Pharmahändler warnen: Medikamentenmangel spitzt sich zu

Medikamente - Antibiotika
Antibiotika werden kontingentiert, eine Besserung der Lage ist vorerst nicht in Sicht. Die Grippewelle ist nur ein Grund für die akuten Engpässe.

Wer über die Feiertage mit Grippe darniederliegt und Medikamente benötigt, sollte rechtzeitig vorgesorgt haben. Weil so viele Menschen auf einmal erkranken, sind derzeit viele Fiebersenker, Erkältungs- und Halswehmittel und vor allem Antibiotika vergriffen. Wenn die Grippewelle nicht jäh abflaut, erwartet der Pharmagroßhandel für Jänner eine weitere Verschlechterung der Versorgungslage. Mit der Kontingentierung von Antibiotika wurde bereits begonnen. Der KURIER fasst die wichtigsten Fragen zusammen.

Was bedeutet die Kontingentierung?

Kurz gesagt: Nicht jede Apotheke bekommt die bestellte Menge. "Wir müssen zuteilen, um lieferfähig zu bleiben", sagt Andreas Windischbauer, Präsident des Verbands der Arzneimittelgroßhändler (Phago).

Wie viele Arzneimittel sind nicht verfügbar?
Laut Vertriebseinschränkungs-Register der AGES sind aktuell 514 Arzneimittel nicht oder eingeschränkt lieferbar. "Die Liste ist nicht aktuell, es werden etwa 1.000 Produkte sein, die wir in den nächsten Wochen nicht liefern können", sagt Windischbauer. Betroffen sind Antibiotika Amoxicillin/Penicillin, aber auch viele "Blockbuster" bei den Husten- und Grippe-Mitteln.

Welche bekannten Produkte sind darunter?

Laut Register ist etwa das Schmerzmittel Parkemed knapp. "Das Antibiotikum Ospen – das Medikament erster Wahl gegen Streptokokken, die Erreger von Scharlach – ist als Saft für Kinder aus, ebenso das Antibiotikum Ceclor", sagt die Wiener Kinderärztin Daniela Kasparek. Die meisten Kinder würden nur Säfte wollen, aber keine Tabletten. Knapp oder gar nicht mehr lieferbar sind auch Fentrinol Nasentropfen. Der zweite große Engpass betrifft Inhalationspräparate bei Bronchitis, vor allem derzeit als Folge einer RSV-Infektion, "das Cortison genauso wie das Sultanol", sagt der Wiener Kinderarzt Peter Voitl. Bei vergriffenen Fiebersenkern gibt es meist noch Alternativpräparate. Die Apotheken sind bemüht, sich gegenseitig auszuhelfen.

Was sind die Gründe für die Lieferengpässe?

Die Grippewelle, die heuer ungewöhnlich heftig über ganz Europa schwappt, hat den Bedarf sprunghaft erhöht.

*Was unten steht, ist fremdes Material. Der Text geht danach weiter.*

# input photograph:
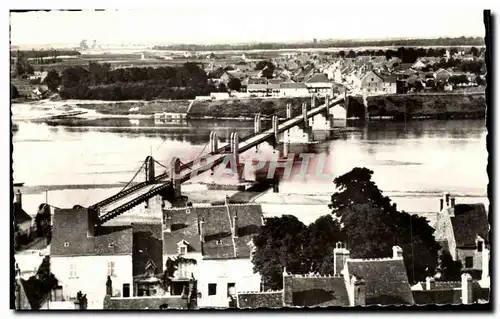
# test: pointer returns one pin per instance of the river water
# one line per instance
(84, 161)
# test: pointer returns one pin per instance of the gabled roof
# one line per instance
(318, 78)
(69, 236)
(217, 230)
(386, 280)
(20, 216)
(147, 247)
(292, 85)
(184, 227)
(470, 221)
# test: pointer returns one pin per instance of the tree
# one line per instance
(320, 239)
(448, 269)
(279, 246)
(234, 84)
(53, 80)
(14, 93)
(372, 224)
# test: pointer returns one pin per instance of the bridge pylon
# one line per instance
(175, 169)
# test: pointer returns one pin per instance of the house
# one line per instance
(319, 84)
(463, 230)
(37, 291)
(466, 291)
(22, 221)
(385, 278)
(214, 245)
(442, 75)
(291, 88)
(419, 65)
(147, 259)
(84, 257)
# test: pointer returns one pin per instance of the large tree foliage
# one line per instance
(373, 224)
(285, 242)
(279, 245)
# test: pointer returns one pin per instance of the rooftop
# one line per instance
(69, 236)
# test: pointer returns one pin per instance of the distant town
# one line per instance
(177, 253)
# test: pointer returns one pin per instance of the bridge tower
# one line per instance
(275, 129)
(235, 141)
(288, 110)
(214, 142)
(175, 169)
(150, 169)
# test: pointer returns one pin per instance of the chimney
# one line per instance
(430, 283)
(340, 255)
(397, 252)
(167, 221)
(466, 289)
(235, 225)
(91, 222)
(359, 291)
(19, 198)
(109, 287)
(202, 236)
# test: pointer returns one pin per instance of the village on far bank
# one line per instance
(184, 255)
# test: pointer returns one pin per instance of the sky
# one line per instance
(214, 22)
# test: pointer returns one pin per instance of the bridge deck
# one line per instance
(145, 191)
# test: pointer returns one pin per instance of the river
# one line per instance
(84, 161)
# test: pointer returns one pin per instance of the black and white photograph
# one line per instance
(259, 156)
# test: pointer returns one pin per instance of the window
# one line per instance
(480, 246)
(469, 262)
(72, 271)
(111, 268)
(212, 289)
(126, 290)
(182, 250)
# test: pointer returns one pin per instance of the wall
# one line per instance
(444, 231)
(92, 273)
(434, 105)
(478, 257)
(272, 299)
(222, 272)
(152, 303)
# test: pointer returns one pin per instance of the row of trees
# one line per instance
(98, 81)
(365, 220)
(465, 41)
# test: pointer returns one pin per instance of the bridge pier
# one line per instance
(175, 169)
(214, 142)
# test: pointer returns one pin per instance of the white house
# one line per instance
(83, 256)
(293, 89)
(319, 84)
(219, 241)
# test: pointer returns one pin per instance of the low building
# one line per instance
(84, 257)
(386, 279)
(213, 244)
(293, 89)
(463, 230)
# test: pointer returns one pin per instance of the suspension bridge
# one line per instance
(168, 183)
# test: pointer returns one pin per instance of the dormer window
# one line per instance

Schon im Herbst war die Nachfrage 40 bis 50 Prozent höher als im Vorjahr. Die Logistik kann da nicht mithalten. Zweiter, schon länger bekannter Grund ist der Preiswettbewerb auf dem Generika-Markt, der zur Konzentration der Wirkstoff-Produktion in Fernost geführt hat. China und Indien produzieren heute mehr als zwei Drittel der Antibiotika-Wirkstoffe. China könnte die Lage verschärfen und laut Medienberichten ob der wieder steigenden Corona-Infektionen im eigenen Land die Ausfuhr insbesondere von Paracetamol und Ibuprofen drosseln oder ganz einstellen.

Wie geht es jetzt weiter?

In den Spitälern ist die Behandlung bisher gesichert. "Bis jetzt ist es bei allen Erkrankungsfällen möglich, fehlende Medikamente durch gut geeignete Alternativpräparate zu ersetzen", heißt es beim Wiener Gesundheitsverbund. Bei fehlenden Kinderarzneimitteln versuchen die Pharmagroßhändler derzeit, noch verfügbare Wirkstoffe nach Österreich zu holen, damit sie in einigen Apotheken direkt zu Arzneien weiterverarbeitet werden. Windischbauer warnt vor Hamsterkäufen, diese seien "Gift" in der aktuell angespannten Lage.

Was kann die Politik tun?

Der Ruf nach einem Eingriff in den Arzneimittelmarkt wird lauter. In Deutschland werden die Preisregeln für Kinderarzneien gelockert, damit sich die Herstellung für die Pharmaindustrie wieder lohnt. In Österreich wird u. a. eine Vorratshaltung für den Krisenfall gefordert. "Es bräuchte für Epidemiespitzen ein nationales Lager mit den zumindest 20 wichtigsten Medikamenten", sagt Voitl: "Inhalationspräparate, Antibiotika und fiebersenkende Wirkstoffe."